# K-Means

In this lab we will implement an application of the K-Means clustering algorithm, the first in our line of unsupervised methods. 

As a reiteration of the core concept, given a set of data points X, meant to be clustered into _k_ groups, the algorithm aims at determining $k$ cluster centers. Subsequently, each point is going to be assinged to a cluster based on the shortest distance towards a cluster center. 

Let $c_i \in \mathbf{R}^n$ denote the center of cluster $i = \overline{1,k}$.

Each data point $x_i \in X$ is going to be assigned to cluster $argmin_j d(x_i, c_j)$, where d is the chosen distance function.

When determining the cluster centers, we start by assigning $k$ random cluster centers within our data distribution. Subsequently, a series of two steps if performed repeatedly until convergence.

1. Expectation - Based on the current centroids, each point is assigned to a cluster.
2. Maximization - Based on the current cluster assignment, each centroid is moved to the center of the cluster it has determined.

The following figure illustrates this process:

![kmeans](./kmeans.png)

The expectation and maximization steps are repeated for a set number of iterations or until the cluster centers have stabilized and no longer update via this procedure.

## Implementation

For this lab we will use the sklearn implementation of the K-Means algorithm. The following is a short usage example.

In [2]:
from sklearn.cluster import KMeans
import numpy as np

# loading the data
X = np.array([
    [1, 2], [1, 4], [1, 0],
    [10, 2], [10, 4], [10, 0]
])

# intantiating the model and fitting the data, similar to previous sklearn models
kmeans = KMeans(n_clusters = 2, random_state = 0).fit(X)
print(kmeans.labels_)
# array([1, 1, 1, 0, 0, 0], dtype=int32)

# using the trained model to make predictions for new data
kmeans.predict([[0, 0], [12, 3]])
# array([1, 0], dtype=int32)

print(kmeans.cluster_centers_)
# array([[10.,  2.], [ 1.,  2.]])

[1 1 1 0 0 0]
[[10.  2.]
 [ 1.  2.]]


## Application

In this lab we will start implementing the pipepline of a large scale unsupervised classification procedure. This method has been proposed by Caron et al in the following ECCV 2018 paper: https://openaccess.thecvf.com/content_ECCV_2018/papers/Mathilde_Caron_Deep_Clustering_for_ECCV_2018_paper.pdf

As described in the paper, the goal is to train a neural network to classify samples without the need for human annotations. In order to do this, the authors propose the exaptation of the expectation-maximization procedure.

They start with a randomly initiallized neural network and perform the following two steps alternatively until convergence:

1. Expectation - (i) the data is passed through the neural network in order to extract features, (ii) the samples are clustered using the k-means algorithm based on the extracted features
2. Maximization - the network is trained to match the labels assigned by the k-means algorithm

We will divide this procedure into steps and implement those steps sequentially.

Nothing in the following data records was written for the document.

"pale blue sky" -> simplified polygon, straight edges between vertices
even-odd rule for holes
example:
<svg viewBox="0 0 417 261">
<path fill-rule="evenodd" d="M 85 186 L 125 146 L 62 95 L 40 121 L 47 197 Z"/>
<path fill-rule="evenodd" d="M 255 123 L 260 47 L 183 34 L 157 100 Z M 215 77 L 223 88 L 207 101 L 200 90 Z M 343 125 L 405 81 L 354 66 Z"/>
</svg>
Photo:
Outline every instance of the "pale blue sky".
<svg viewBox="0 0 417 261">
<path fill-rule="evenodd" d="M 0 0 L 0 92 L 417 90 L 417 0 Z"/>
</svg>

First we will load the data. For this task we will work with the MNist dataset. The data has been prepared in the mnist folder. In turn this folder contains 3 subfolders: train, val and test. Within each subfolder samples have a filename which follows the pattern {label}\_{sample\_number}.{extension}. That is, in order to determine the label of a given sample, one can simply split the filename based on the '\_' character and convert the first token to int.

As a first task, write the code that reads the data. Complete the 'read_dataset' function, which, given a use case (train, val, test) reads the data from the appropriate folder and returns a numpy array of images and a numpy array of labels for those images. As a preprocessing step, we will normalize the images via division by 255.

In [None]:
def read_dataset(use): # use can be 'train', 'val' or 'test'
    
    # your code here
    
    return images, labels
    
train_images, train_labels = read_dataset('train')
val_images, val_labels = read_dataset('val')
test_images, test_labels = read_dataset('test')

Next, we will define our neural network

Define a convolutional neural network with the following architecture:

- a convolutional layer with 64 filters, kernel size of 5, and relu activation
- a max pooling layer with a size of 2
- a convolutional layer with 64 filters, kernel size of 5, and relu activation
- a max pooling layer with a size of 2
- a flattening layer
- a dense layer with a size of 512 and relu activation with the name 'features'. We name this layer (by specifying name = 'features' in the layer parameters) in order to be able to access its features. We will use those features to perform clustering
- a dense layer with 10 neurons and softmax activation function for classification

Compile the model using the Adam optimizer, a sparse categorical cross-entropy loss and accuracy as an evaluation metric.

In [None]:
model = # your code here

You can test your model the implementation of the model by training it for an epoch on the mnist dataset and noticing its performance on the test set (which should be above 95%).

Next, we will define a K-Means model with 10 clusters.

In [None]:
kmeans = # your code here

Now that we have defined our prerequisites, we will start the actual procedure. For the expectation step, we will pass the data through the model, taking the output of the second to last layer, and cluster the samples based on those features.

We can get the output of the 'features' layer in tensorflow by defining a new "partial model" which takes inputs the same way the normal model does and outputs the result of the 'features' layer.

In [None]:
partial_model = tf.keras.models.Model(
    inputs = model.input,
    outputs = model.get_layer('features').output
)

Now, we should pass all the training data through the partial model in order to get the features. Iterate through the data passing batches (32 or 64) of samples through the model and collecting the representations for the entire dataset.

In [None]:
kmeans_features = # your code here

Finally, fit the K-Means model on the collected features and get their labels.

In [None]:
kmeans_labels = # your code here

For the maximization step, train the neural network for an epoch on the kmeans_features and kmeans_labels. In the interest of time, for this exercise you can shorten the training by specifying steps_per_epoch = 100. 

In [None]:
model.fit(
    # your code here
)

After implementing the expectation and maximization procedures. It is time to formally evaluate our model. When doing this we should take into account the fact that, the clustering labels are most likely not alligned with the supervised labels. In order to do that, when computing the performance on the test set, we should be careful to match the labels predicted by the network with the test labels.

Firstly, iterate through the test dataset in order to get the network predictions for each sample. Due to memory constraints, it is recommended to do this in batches.

In [None]:
predictions = # your code here

In order to compute the accuracy properly, we have to match the clustering labels with the real labels. We will implement a very straight forwards way of doing this. Computing the confusion matrix, we will assign each cluster to the label with which it has the most predictions in common. That is, a given cluster (predicted label) $i$, will be converted by replacing it with the position of the highest value from column $i$ from the confusion matrix.

In [None]:
confusion_matrix = # your code here
adjusted_predictions = # your code here

Finally, evaluate the model by computing the accuracy, comparing the adjusted predictions with the test labels.

In [None]:
acc = # your code here
print(acc)

As a final task, you can continue the training by looping over the expectation and maximization steps.